Bolivar e Vidal puntano ancora una volta sui punti forti dei lavori di maggior successo, cavalcando un suono che nessuno, almeno con gli stessi risultati, è riuscito a emulare dopo di loro. Così, dopo mesi di silenzio, i Pulshar tornano a coprire la “fetta musicale” che si colloca tra il dancefloor e l’ascolto casalingo, riproponendo quelle architetture sonore che strizzano l’occhio tanto al dub (“Sounds Fake”, “Better Than Tears” e “Find You In Every Streets”) quanto al reggae (“Big Mistakes” e “Skull Girl”), all’hip hop e al blues. “Blood And Mathematics”, come sembra annunciare il titolo stesso, è sensuale fisicità (ideale prosecuzione di “Inside”) e razionale omogeneità, quella che, traccia dopo traccia, scalda la raccolta e la rende irresistibilmente irrinunciabile.
[title subtitle=”Neel – Phobos (Spectrum Spools)”][/title]
Nonostante il progetto Voices From The Lake sia uno dei più caldeggiati dagli amanti della “techno intelligente”, almeno sin da quando Resident Advisor ha eletto il loro album di debutto come miglior raccolta dell’anno nel 2012, c’è da dire che Edition Mego – attraverso i canali indipendenti di Spectrum Spools – ha dimostrato ancora una volta di avere il fegato di puntare su un lavoro, sì di pregevolissima fattura, ma comunque distante anni luce dai canoni dell’elettronica da ballo.
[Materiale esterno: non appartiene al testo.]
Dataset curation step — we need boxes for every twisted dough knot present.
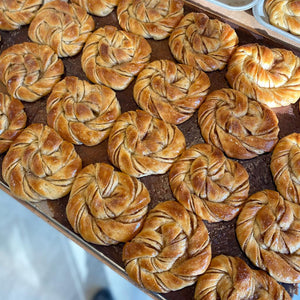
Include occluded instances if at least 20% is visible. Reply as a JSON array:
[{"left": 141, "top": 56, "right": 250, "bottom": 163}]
[
  {"left": 66, "top": 163, "right": 150, "bottom": 246},
  {"left": 81, "top": 26, "right": 151, "bottom": 90},
  {"left": 264, "top": 0, "right": 300, "bottom": 35},
  {"left": 198, "top": 89, "right": 279, "bottom": 159},
  {"left": 47, "top": 76, "right": 121, "bottom": 146},
  {"left": 28, "top": 0, "right": 95, "bottom": 57},
  {"left": 123, "top": 201, "right": 211, "bottom": 293},
  {"left": 0, "top": 93, "right": 27, "bottom": 153},
  {"left": 117, "top": 0, "right": 184, "bottom": 40},
  {"left": 2, "top": 124, "right": 81, "bottom": 202},
  {"left": 194, "top": 255, "right": 291, "bottom": 300},
  {"left": 236, "top": 190, "right": 300, "bottom": 283},
  {"left": 270, "top": 133, "right": 300, "bottom": 204},
  {"left": 108, "top": 110, "right": 185, "bottom": 177},
  {"left": 169, "top": 13, "right": 239, "bottom": 72},
  {"left": 0, "top": 0, "right": 43, "bottom": 30},
  {"left": 226, "top": 44, "right": 300, "bottom": 107},
  {"left": 133, "top": 60, "right": 210, "bottom": 124},
  {"left": 71, "top": 0, "right": 119, "bottom": 17},
  {"left": 169, "top": 144, "right": 249, "bottom": 222},
  {"left": 0, "top": 42, "right": 64, "bottom": 102}
]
Stiamo parlando di “Phobos”, l’album d’esordio del calabrese (ma romano d’adozione) Neel, transitato recentemente sulle nostre pagine con un’intervista davvero interessante dove ci ha regalato la sua visione della musica e, nel dettaglio, del suo nuovissimo lavoro.
“Phobos” è la luna di Marte, luogo misterioso e al tempo stesso sicuro in cui Neel immagina di rifugiarsi, dopo aver dedicato un’intera giornata al mastering di lavori prevalentemente techno. La sua raccolta è, quindi, un tentativo spontaneo (quasi inconsapevole) di evadere da una quotidianità fragorosa, energica e muscolosa attraverso un suono dilatato e rarefatto, comunque distante dalle atmosfere liquide di “Voices From The Lake”; una album pensato e composto, fondamentalmente, per trasmettere l’intimità della notte. Come ammette lo stesso Neel tra le righe delle sue risposte nel’iintervista, e qui sta il coraggio della label che si divide tra l’Ohio e Vienna, l’album è un progetto che sì mira a tutti, ma che oggi sa di poter far breccia per lo più nel pubblico di nicchia che anima festival come Atonal e Mutek.
Lentissimo e totalmente privo di beat, l’album rispecchia in modo perfetto l’idea di “occupazione delle frequenze” che è alla base della non immediatissima (e forse per questo quantomai preziosa) musica di Neel. “Phobos” è equilibrio, una storia solitaria che con pazienza racconta, grazie a quarantasei minuti ricchi di sfumature, come dovrebbe suonare secondo l’artista il più grande e affascinante dei satelliti di Marte.